Ce test a ainsi confirmé une limite pertinente :

  • Les contenus liés à l'identité peuvent être transférés de manière stable.
  • Les règles de travail liées aux outils doivent être adaptées à la nouvelle durée d'exécution.
  • Ces deux éléments doivent figurer dans des fichiers distincts afin que la modification reste visible.

„Même agent“ ne signifie donc pas que chaque ligne doit rester inchangée. Cela signifie que les modifications sont effectuées au niveau de la couche appropriée.

2. Ces souvenirs étaient-ils utiles ?

Oui, car il n'a pas été considéré comme entièrement réglé.

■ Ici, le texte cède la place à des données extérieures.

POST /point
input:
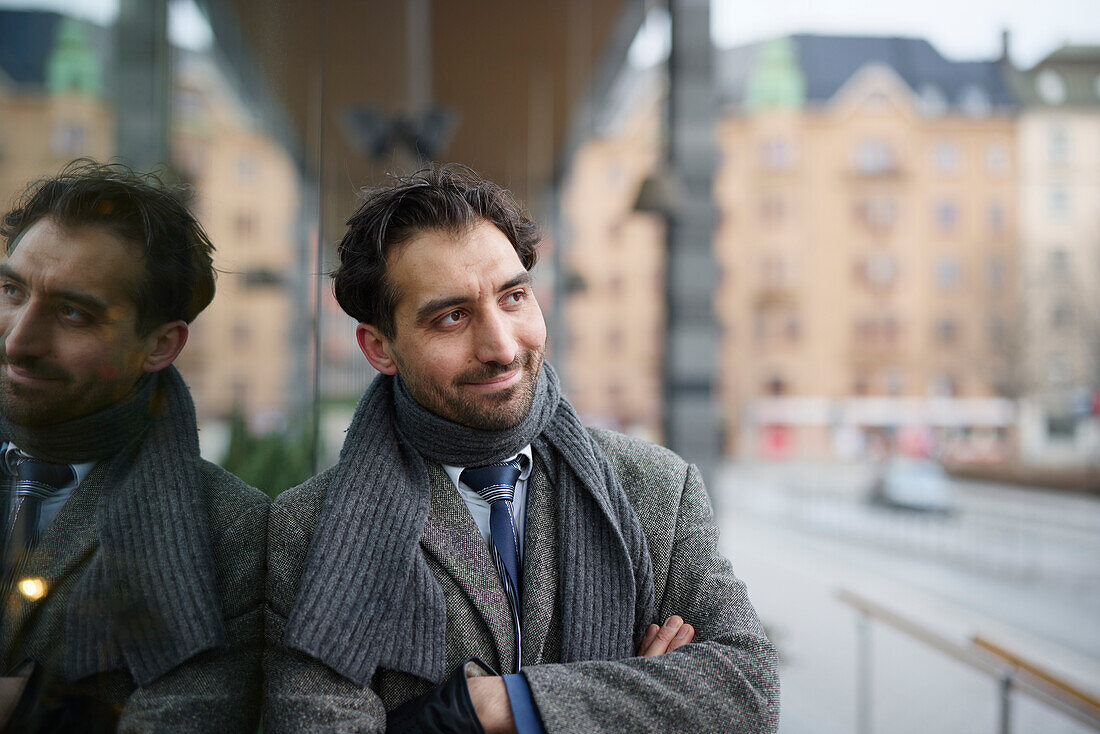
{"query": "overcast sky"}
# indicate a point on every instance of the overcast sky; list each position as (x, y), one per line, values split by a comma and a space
(959, 29)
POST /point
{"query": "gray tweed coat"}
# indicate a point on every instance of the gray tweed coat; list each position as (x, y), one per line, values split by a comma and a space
(215, 691)
(725, 681)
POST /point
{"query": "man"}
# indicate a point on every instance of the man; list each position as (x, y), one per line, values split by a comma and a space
(474, 527)
(132, 569)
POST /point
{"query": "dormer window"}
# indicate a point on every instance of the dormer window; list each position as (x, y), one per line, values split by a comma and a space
(1051, 87)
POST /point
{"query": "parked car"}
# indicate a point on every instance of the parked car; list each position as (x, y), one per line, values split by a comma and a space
(920, 484)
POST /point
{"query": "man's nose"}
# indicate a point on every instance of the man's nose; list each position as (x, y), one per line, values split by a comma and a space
(495, 340)
(24, 332)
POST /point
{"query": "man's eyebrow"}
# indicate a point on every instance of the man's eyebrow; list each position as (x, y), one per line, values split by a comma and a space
(7, 272)
(523, 278)
(436, 305)
(89, 303)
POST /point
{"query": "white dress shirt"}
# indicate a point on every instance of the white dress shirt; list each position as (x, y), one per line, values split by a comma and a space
(480, 508)
(47, 508)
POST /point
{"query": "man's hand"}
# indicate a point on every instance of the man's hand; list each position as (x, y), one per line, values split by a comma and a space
(660, 639)
(491, 701)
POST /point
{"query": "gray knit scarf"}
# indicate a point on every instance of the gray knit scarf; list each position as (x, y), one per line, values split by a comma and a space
(367, 598)
(149, 600)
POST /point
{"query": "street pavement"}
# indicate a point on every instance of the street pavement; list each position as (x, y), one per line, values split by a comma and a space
(1016, 567)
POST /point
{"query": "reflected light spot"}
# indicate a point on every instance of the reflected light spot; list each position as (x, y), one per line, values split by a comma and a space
(33, 588)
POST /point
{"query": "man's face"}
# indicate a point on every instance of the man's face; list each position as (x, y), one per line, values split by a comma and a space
(470, 335)
(68, 338)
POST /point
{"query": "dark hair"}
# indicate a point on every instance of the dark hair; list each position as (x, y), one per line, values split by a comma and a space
(451, 198)
(139, 208)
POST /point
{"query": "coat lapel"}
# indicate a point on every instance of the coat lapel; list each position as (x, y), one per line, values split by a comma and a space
(452, 539)
(67, 543)
(540, 565)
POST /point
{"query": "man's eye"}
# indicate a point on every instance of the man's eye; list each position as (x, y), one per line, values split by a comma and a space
(73, 315)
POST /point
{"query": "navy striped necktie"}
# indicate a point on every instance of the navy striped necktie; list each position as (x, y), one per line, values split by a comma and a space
(35, 482)
(496, 484)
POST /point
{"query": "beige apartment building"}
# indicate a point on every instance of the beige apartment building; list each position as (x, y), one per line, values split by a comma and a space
(238, 358)
(614, 311)
(1059, 205)
(54, 108)
(866, 252)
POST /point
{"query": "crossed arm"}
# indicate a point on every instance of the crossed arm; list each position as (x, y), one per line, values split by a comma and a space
(491, 698)
(725, 679)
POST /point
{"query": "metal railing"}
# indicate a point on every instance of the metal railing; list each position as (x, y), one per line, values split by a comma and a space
(1012, 671)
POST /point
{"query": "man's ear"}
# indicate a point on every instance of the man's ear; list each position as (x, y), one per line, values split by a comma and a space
(167, 341)
(375, 348)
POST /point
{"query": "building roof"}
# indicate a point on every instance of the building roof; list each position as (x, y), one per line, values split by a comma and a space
(827, 62)
(1068, 77)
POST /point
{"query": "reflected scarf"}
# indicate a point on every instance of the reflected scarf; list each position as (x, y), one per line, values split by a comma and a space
(367, 598)
(147, 600)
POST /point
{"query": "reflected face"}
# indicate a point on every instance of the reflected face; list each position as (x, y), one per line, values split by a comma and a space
(470, 336)
(68, 336)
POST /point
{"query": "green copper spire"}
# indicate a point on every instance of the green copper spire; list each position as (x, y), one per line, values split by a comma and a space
(776, 79)
(73, 65)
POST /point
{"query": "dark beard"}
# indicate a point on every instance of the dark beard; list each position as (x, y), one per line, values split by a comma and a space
(504, 409)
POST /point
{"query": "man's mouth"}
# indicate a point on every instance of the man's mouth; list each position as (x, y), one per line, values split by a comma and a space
(30, 378)
(496, 382)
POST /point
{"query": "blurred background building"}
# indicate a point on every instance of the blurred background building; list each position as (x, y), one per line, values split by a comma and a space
(824, 262)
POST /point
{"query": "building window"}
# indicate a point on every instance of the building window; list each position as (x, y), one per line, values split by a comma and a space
(894, 380)
(947, 332)
(943, 384)
(1059, 264)
(245, 168)
(241, 333)
(975, 101)
(793, 328)
(998, 330)
(1059, 201)
(877, 330)
(1057, 368)
(948, 274)
(994, 273)
(190, 105)
(932, 101)
(997, 159)
(772, 209)
(1051, 87)
(244, 226)
(947, 216)
(946, 157)
(878, 212)
(997, 219)
(68, 139)
(773, 271)
(878, 271)
(1057, 144)
(875, 157)
(778, 154)
(1062, 427)
(1062, 316)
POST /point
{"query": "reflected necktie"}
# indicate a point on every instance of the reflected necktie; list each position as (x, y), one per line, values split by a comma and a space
(496, 484)
(34, 482)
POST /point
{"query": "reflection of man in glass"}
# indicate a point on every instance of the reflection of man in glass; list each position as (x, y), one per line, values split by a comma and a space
(132, 569)
(472, 515)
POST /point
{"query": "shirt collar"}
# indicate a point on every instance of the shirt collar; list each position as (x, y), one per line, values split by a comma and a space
(455, 472)
(10, 452)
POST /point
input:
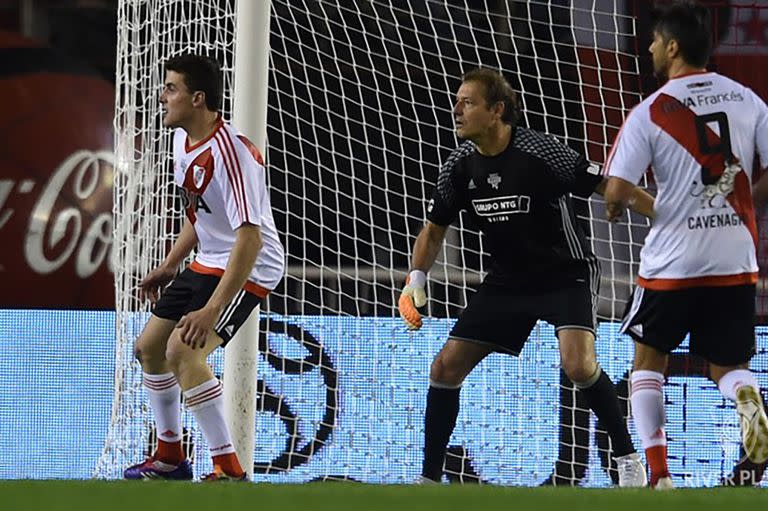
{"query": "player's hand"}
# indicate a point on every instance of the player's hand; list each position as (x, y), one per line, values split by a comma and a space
(194, 326)
(614, 211)
(413, 296)
(157, 279)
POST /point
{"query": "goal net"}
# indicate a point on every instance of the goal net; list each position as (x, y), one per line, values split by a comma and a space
(359, 121)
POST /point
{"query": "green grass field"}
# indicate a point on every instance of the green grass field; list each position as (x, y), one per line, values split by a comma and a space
(142, 496)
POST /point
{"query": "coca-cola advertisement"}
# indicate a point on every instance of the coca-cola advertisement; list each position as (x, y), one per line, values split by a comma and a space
(56, 180)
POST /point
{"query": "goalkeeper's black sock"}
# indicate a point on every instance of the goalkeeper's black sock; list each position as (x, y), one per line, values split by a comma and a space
(439, 421)
(603, 400)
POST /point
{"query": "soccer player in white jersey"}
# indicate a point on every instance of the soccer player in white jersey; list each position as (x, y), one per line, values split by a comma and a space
(698, 133)
(515, 185)
(239, 260)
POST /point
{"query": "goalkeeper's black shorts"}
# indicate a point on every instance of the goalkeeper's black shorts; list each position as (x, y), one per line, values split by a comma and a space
(503, 317)
(721, 321)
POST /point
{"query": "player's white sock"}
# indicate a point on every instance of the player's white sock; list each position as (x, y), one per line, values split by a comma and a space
(165, 399)
(731, 381)
(206, 402)
(648, 407)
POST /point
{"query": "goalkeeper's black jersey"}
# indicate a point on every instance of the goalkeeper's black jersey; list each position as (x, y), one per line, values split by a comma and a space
(521, 201)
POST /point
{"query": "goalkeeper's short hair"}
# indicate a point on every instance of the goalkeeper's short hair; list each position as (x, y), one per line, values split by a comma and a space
(497, 89)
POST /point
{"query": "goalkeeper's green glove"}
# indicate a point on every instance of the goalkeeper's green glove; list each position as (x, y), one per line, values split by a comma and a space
(412, 296)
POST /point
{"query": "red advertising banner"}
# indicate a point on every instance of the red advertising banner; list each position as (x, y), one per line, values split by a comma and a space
(55, 182)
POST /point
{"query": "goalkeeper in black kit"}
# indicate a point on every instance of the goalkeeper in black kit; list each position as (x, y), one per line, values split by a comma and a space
(516, 185)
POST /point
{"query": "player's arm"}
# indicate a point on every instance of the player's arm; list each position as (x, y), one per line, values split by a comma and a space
(150, 286)
(618, 196)
(630, 157)
(639, 201)
(760, 189)
(196, 325)
(425, 249)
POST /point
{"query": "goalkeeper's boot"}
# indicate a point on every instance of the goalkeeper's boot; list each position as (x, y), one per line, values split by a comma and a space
(664, 483)
(754, 423)
(218, 475)
(424, 480)
(631, 471)
(154, 469)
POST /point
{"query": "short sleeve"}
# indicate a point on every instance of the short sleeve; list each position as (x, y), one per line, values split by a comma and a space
(242, 181)
(631, 154)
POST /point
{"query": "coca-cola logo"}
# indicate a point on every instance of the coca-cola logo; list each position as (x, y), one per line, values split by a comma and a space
(65, 228)
(54, 236)
(56, 185)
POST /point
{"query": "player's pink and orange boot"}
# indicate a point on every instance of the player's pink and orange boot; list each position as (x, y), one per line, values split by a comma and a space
(155, 469)
(657, 461)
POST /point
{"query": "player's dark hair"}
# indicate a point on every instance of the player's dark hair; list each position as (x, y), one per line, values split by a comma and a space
(690, 25)
(200, 74)
(497, 90)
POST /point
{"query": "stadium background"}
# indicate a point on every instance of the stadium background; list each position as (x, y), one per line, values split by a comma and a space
(57, 329)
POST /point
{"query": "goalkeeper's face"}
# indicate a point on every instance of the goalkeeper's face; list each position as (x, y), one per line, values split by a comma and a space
(471, 114)
(177, 101)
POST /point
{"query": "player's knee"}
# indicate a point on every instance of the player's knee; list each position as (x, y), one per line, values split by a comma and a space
(176, 353)
(579, 369)
(445, 370)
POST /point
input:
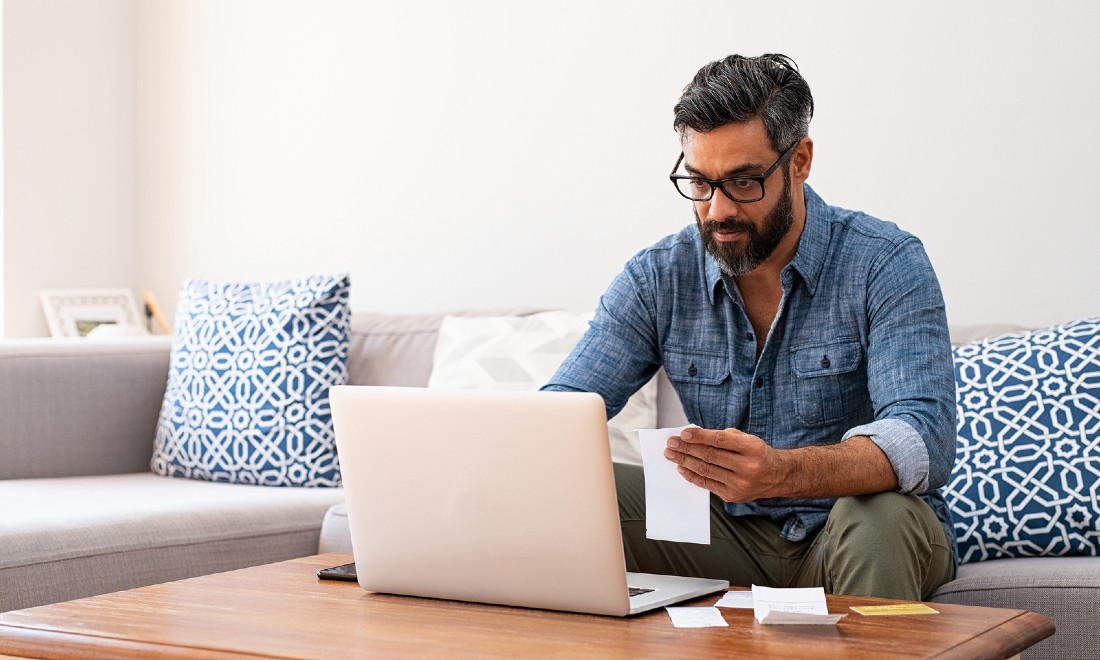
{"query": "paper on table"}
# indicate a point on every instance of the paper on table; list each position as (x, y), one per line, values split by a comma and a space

L'ancienne mémoire à long terme a fait l'objet d'un tri lors du déménagement. Les états de projet obsolètes ont été clairement signalés. Les distillats sensibles n'ont délibérément pas été transférés dans le « Brain » central. La KW12 non documentée est restée visible, constituant une lacune connue.

Nox a ainsi pu démarrer avec une véritable trame narrative, sans confondre les anciennes informations avec les connaissances actuelles.

C'est une différence importante. Une grande quantité de données anciennes n'aurait pas constitué une meilleure mémoire. C'est le tri qui a rendu ces données exploitables : qu'est-ce qui est stable ? Quelle est la situation en mars ? Qu'est-ce qui manque ? Qu'est-ce qui doit être revérifié à partir de sources récentes ?

Au quotidien, cette approche a fait ses preuves. Nox ne considère pas le référentiel comme une source infaillible. Pour connaître l'état actuel des projets, il consulte les sources primaires correspondantes.

3. Le « write-back » fonctionne-t-il pendant le fonctionnement normal ?

Pour la période d'essai : oui.

Du 6 au 15 juillet inclus, un « Nox Daily Log » est disponible pour chaque jour calendaire. Il contient les tâches, les décisions, les délégations, les corrections et les points en suspens.

L'impact prime sur le nombre. Plusieurs corrections issues d’incidents ponctuels ont été transformées en leçons durables. Citons par exemple l’approche narrative active d’OpenClaw, l’interdiction des fils de discussion vagues du type „ un de ces jours “ et la règle consistant à sécuriser les adaptateurs portables à l’aide des mêmes CI-Gates avant le push.

Ainsi, le trajet de retour entre le lieu de travail et le Brain n'est pas seulement prévu, mais aussi mis à profit.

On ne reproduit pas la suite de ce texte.